Digital Humanities Summer Workshops, taking place every year on different topic. The most recent ones include:

International Joint Summer Workshop on Digital Humanities 2023

Peking University, Harvard University, and Princeton University have jointly established the Digital Humanities Summer Workshop’. This program, open to students worldwide, is based on face-to-face teaching that rotates between the campuses of Peking University, Harvard University, and Princeton University. The first joint workshop was held at Peking University in early August 2023, with the theme ‘Humanistic Innovation in the Intelligent Information Environment’, with both humanists and artificial intelligence experts co-teaching sessions. The course was open to graduate students and senior undergraduate students with independent research capabilities, as well as young teachers interested in the subject. This session mainly used materials from Chinese history and ancient thought history as experimental materials. 
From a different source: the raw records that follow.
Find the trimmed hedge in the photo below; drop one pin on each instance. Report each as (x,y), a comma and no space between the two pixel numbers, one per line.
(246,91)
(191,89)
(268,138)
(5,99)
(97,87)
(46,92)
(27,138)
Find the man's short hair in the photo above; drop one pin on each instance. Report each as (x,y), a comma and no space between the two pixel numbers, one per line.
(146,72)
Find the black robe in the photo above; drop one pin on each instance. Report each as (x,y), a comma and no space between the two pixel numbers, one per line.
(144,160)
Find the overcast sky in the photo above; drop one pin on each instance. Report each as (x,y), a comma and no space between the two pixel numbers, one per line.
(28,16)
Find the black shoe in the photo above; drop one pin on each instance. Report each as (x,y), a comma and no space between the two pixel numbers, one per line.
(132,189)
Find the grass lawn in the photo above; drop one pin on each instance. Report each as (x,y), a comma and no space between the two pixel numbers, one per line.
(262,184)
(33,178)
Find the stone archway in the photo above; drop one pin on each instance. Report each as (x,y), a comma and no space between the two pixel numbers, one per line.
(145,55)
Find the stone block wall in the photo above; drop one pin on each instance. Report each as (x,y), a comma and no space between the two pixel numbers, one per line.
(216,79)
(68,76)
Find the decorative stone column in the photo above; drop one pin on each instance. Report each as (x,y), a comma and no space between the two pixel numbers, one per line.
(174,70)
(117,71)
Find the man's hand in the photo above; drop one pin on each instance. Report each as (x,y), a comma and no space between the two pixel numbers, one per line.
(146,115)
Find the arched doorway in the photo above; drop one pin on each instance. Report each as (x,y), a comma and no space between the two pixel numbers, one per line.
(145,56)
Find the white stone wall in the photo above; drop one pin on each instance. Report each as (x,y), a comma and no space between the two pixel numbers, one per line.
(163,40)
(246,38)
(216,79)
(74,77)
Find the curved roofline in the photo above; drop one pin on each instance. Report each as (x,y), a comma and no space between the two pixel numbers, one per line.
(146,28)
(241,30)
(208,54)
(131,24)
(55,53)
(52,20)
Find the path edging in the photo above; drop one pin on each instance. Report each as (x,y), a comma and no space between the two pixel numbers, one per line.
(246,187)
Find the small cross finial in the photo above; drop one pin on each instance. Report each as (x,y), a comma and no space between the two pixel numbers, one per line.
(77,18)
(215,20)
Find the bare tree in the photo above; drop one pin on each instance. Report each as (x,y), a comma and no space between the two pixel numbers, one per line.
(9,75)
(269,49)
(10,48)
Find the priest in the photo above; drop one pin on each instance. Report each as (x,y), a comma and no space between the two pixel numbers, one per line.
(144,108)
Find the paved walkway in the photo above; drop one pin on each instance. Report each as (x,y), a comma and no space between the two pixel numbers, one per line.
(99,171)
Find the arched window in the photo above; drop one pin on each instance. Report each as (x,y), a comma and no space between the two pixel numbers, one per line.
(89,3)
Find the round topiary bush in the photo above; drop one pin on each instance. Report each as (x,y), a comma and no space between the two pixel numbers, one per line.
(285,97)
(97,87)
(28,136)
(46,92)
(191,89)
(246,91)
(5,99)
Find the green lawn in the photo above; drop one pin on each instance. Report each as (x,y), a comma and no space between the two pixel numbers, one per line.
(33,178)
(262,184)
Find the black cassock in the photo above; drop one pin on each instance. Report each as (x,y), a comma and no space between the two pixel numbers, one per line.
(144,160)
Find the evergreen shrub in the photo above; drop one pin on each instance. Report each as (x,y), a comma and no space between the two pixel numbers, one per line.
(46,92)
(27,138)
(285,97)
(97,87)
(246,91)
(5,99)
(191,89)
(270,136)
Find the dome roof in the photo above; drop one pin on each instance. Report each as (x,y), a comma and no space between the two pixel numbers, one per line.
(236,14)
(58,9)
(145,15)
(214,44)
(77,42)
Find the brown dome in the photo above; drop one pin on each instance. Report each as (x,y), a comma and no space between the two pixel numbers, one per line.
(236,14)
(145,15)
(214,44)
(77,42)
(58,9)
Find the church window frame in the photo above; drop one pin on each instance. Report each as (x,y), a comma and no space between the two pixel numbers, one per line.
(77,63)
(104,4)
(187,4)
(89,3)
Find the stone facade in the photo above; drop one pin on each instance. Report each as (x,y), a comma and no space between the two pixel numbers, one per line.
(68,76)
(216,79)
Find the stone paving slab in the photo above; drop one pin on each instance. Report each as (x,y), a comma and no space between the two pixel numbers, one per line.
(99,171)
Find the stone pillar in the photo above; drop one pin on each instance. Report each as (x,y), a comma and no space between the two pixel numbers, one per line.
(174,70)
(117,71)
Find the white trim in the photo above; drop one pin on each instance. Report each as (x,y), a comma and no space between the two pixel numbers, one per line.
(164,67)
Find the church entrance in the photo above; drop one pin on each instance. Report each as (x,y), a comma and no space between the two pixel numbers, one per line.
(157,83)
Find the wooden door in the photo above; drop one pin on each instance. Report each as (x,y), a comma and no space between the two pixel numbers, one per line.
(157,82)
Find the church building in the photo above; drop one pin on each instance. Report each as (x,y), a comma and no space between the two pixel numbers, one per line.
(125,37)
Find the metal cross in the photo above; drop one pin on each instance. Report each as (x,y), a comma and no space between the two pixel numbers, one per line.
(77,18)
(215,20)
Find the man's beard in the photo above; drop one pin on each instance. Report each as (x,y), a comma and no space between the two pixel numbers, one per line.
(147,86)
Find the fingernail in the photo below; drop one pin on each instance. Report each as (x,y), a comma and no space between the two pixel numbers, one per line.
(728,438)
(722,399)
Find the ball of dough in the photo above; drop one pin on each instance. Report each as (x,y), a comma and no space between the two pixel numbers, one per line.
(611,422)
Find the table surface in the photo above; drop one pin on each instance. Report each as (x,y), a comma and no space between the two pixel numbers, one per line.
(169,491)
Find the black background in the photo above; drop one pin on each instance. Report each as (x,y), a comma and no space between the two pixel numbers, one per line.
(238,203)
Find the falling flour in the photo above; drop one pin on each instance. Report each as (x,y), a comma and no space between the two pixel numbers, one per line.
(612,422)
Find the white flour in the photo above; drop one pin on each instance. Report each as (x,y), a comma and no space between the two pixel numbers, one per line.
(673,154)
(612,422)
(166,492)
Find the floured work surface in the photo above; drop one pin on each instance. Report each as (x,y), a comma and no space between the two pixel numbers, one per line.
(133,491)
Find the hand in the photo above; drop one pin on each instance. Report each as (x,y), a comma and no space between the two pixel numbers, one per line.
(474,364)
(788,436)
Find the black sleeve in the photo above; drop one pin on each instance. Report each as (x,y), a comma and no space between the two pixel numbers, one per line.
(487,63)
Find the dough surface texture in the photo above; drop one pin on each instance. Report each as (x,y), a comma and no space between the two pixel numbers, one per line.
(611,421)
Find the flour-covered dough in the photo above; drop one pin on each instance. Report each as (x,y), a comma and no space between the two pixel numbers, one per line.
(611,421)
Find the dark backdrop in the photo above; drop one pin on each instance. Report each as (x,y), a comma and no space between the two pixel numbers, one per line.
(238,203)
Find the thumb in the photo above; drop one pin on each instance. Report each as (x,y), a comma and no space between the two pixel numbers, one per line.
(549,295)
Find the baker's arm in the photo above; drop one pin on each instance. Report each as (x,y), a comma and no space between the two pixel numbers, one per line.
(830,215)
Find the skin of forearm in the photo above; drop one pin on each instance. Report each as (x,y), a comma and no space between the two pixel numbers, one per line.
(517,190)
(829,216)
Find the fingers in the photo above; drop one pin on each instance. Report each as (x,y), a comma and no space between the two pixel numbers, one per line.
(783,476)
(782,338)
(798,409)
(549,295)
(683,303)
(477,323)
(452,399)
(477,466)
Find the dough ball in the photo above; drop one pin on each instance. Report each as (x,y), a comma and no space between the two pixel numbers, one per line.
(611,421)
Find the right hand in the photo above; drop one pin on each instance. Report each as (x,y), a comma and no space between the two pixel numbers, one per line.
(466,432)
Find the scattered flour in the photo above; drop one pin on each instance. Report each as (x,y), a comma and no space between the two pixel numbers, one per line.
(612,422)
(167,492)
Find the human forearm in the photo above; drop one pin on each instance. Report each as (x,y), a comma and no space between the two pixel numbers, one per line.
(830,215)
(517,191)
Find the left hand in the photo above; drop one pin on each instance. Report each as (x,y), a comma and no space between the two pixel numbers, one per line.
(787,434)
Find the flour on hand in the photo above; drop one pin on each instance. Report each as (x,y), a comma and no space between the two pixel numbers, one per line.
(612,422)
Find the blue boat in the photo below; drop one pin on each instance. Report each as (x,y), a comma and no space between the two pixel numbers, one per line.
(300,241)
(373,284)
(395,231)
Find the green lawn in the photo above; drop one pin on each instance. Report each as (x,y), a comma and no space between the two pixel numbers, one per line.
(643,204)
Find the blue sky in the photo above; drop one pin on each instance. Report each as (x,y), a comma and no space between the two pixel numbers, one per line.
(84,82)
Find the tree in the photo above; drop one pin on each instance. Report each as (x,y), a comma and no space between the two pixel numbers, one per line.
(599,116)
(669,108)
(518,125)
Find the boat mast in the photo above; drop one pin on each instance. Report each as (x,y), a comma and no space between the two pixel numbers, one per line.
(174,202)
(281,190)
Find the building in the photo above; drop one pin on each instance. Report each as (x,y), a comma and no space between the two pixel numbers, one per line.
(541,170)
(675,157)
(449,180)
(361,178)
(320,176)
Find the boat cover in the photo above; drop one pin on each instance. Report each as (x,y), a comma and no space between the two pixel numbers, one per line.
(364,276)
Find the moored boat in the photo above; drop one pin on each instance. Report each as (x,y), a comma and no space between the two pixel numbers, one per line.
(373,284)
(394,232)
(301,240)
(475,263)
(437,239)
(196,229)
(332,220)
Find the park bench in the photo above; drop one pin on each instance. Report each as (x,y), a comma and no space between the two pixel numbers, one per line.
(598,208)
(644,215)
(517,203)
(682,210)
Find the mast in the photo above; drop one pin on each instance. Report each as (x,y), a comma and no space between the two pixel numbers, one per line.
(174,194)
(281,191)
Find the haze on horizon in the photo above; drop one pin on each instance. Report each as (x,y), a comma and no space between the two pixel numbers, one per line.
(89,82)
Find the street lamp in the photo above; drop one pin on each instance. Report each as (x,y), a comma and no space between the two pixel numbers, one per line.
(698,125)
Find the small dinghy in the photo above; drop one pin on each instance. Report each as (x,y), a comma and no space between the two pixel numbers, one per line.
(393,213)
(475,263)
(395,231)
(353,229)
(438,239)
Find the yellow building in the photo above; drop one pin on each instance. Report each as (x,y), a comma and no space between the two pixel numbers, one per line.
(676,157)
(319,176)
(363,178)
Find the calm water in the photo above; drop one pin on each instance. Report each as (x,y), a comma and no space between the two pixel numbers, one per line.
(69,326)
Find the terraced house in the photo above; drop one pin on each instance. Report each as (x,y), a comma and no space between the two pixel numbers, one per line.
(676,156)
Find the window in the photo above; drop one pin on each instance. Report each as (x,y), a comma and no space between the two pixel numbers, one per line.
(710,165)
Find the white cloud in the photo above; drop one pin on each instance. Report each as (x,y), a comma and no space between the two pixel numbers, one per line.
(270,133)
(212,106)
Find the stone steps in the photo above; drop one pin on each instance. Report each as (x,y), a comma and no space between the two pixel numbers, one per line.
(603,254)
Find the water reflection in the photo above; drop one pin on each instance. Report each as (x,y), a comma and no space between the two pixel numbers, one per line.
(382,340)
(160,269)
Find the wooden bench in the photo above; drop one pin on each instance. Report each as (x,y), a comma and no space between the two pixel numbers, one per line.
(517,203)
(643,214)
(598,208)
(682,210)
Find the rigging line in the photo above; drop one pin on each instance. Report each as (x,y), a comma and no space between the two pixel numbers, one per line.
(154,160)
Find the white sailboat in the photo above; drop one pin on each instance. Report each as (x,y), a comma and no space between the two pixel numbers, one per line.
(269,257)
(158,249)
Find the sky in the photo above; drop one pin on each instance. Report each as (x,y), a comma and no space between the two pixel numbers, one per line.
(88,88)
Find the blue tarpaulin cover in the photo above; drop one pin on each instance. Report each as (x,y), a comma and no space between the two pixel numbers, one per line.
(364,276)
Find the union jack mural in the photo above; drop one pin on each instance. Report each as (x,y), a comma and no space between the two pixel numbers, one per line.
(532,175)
Digital Humanities Summer Workshop 2022

The Peking University Digital Humanities Center and the Institute of Artificial Intelligence at Peking University held a ‘Digital Humanities Summer Workshop’ from July 18th to July 30th, 2022. The course included students from various disciplines, including literature, history, philosophy, art, archaeology, artificial intelligence, computational linguistics, and software engineering. In addition to lectures, the workshop organized interdisciplinary seminars and research practices to cultivate interdisciplinary talents who possess both humanities literacy and information technology skills. 

Peking University Digital Humanities Workshop 2020

The ‘Peking University Digital Humanities Workshop’ is a specialized online training course offered by the Peking University Digital Humanities Research Center. The course taught commonly used methods and tools in digital humanities, aiming to cultivate awareness and capabilities in applying computational methods to solve problems in humanities research. The workshop series consisted of six sessions, with lectures delivered by six domain experts from the Max Planck Institute in Germany, the National Library of Berlin in Germany, National Taiwan University, and Peking University.